The main strength of this study is the wide range of factors examined that could affect the rate of complications from patient factors and physical examination findings to surgical considerations. This allowed stronger interpretation of the results since the effect that possible confounding variables (other risk factors) had on complications was analyzed. This study does have some limitations. First, while it reports risk factors for complications associated with reconstruction for an MLKI, this may not necessarily reflect the outcomes associated with these factors. Another limitation is that total preoperative passive ROM was used as a risk factor instead of the terminal limits of preoperative flexion and extension resulting in an inability to identify preoperative contractures, which can significantly affect outcomes. Additionally, preexisting osteoarthritis in the knee and overall limb alignment were not included as part of the exclusion criteria, and this could influence the rate of complications such as arthrofibrosis. The number of patients in this retrospective review is relatively small, and thus, the significance of certain risk factors may be due to chance. For example, given that a majority of the patients were either KD I or KD III, a separate regression within those groups to compare time with surgery may be able to determine if the classification or the time to surgery were statistically significant. Future prospective studies with a large sample size are needed to determine the effects of surgical timing and staged procedures on outcomes and complications after reconstruction for an MLKI.
Conclusion
The findings of this study suggest that smoking, decreased time from injury to initial surgery, and planned staged procedures may increase the rate of complications after operative treatment of MLKI. Further studies are needed to determine which changes in the treatment algorithm are most effective in reducing complication rates.
Footnotes
Final revision submitted September 19, 2020; accepted November 13, 2020.
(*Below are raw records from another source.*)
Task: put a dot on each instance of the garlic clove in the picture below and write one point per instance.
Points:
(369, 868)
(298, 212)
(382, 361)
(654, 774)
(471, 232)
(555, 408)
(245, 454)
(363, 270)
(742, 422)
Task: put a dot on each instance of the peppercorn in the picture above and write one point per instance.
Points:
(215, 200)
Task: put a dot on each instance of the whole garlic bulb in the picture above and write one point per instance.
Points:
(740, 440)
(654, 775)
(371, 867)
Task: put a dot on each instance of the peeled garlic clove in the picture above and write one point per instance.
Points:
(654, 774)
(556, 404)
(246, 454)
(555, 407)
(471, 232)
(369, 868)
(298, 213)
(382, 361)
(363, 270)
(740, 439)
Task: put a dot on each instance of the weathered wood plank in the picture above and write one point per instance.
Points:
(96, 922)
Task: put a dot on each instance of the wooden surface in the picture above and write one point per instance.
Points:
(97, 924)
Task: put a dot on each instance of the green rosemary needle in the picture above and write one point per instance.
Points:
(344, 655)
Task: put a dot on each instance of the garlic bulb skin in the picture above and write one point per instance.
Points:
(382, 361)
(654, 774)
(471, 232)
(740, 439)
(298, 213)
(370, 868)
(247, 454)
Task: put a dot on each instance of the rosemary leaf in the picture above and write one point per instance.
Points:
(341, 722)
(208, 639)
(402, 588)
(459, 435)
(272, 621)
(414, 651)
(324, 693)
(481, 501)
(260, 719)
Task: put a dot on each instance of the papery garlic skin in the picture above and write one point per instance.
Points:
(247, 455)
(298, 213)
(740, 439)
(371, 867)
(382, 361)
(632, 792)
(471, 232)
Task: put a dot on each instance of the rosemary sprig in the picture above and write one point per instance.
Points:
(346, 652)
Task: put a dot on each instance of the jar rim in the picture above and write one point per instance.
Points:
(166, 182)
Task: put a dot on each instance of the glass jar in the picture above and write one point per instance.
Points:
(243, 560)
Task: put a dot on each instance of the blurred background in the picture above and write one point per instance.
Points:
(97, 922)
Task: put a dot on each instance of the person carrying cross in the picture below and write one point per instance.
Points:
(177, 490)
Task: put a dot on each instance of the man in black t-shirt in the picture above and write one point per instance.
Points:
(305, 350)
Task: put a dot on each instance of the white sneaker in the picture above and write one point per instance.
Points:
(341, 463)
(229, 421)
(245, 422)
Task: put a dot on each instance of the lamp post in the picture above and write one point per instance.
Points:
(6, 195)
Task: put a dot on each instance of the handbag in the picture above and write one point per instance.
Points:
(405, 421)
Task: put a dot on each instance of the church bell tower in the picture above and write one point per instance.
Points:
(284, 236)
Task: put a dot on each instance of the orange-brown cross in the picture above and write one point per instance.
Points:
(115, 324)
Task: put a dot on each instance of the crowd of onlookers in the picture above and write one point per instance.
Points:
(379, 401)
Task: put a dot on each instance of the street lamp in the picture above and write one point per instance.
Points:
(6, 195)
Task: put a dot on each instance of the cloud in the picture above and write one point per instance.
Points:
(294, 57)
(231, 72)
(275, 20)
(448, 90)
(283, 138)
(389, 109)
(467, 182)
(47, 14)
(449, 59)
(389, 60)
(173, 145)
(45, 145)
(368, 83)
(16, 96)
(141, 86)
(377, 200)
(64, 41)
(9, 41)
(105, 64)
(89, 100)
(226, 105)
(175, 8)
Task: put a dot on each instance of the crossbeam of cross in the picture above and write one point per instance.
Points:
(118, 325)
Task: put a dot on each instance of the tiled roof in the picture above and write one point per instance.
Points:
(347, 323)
One or more of the authors has declared the following potential conflict of interest or source of funding: N.K.P. has received education payments from Mid-Atlantic Surgical. M.N. has received grant support from Arthrex; education payments from Arthrex, CDC Medical, and Smith & Nephew; and hospitality payments from Stryker. R.V. has received education payments from Mid-Atlantic Surgical. V.M. has received consulting fees from Smith & Nephew. AOSSM checks author disclosures against the Open Payments Database (OPD). AOSSM has not conducted an independent investigation on the OPD and disclaims any liability or responsibility relating thereto.
Ethical approval for this study was obtained from the University of Pittsburgh (PRO17110230).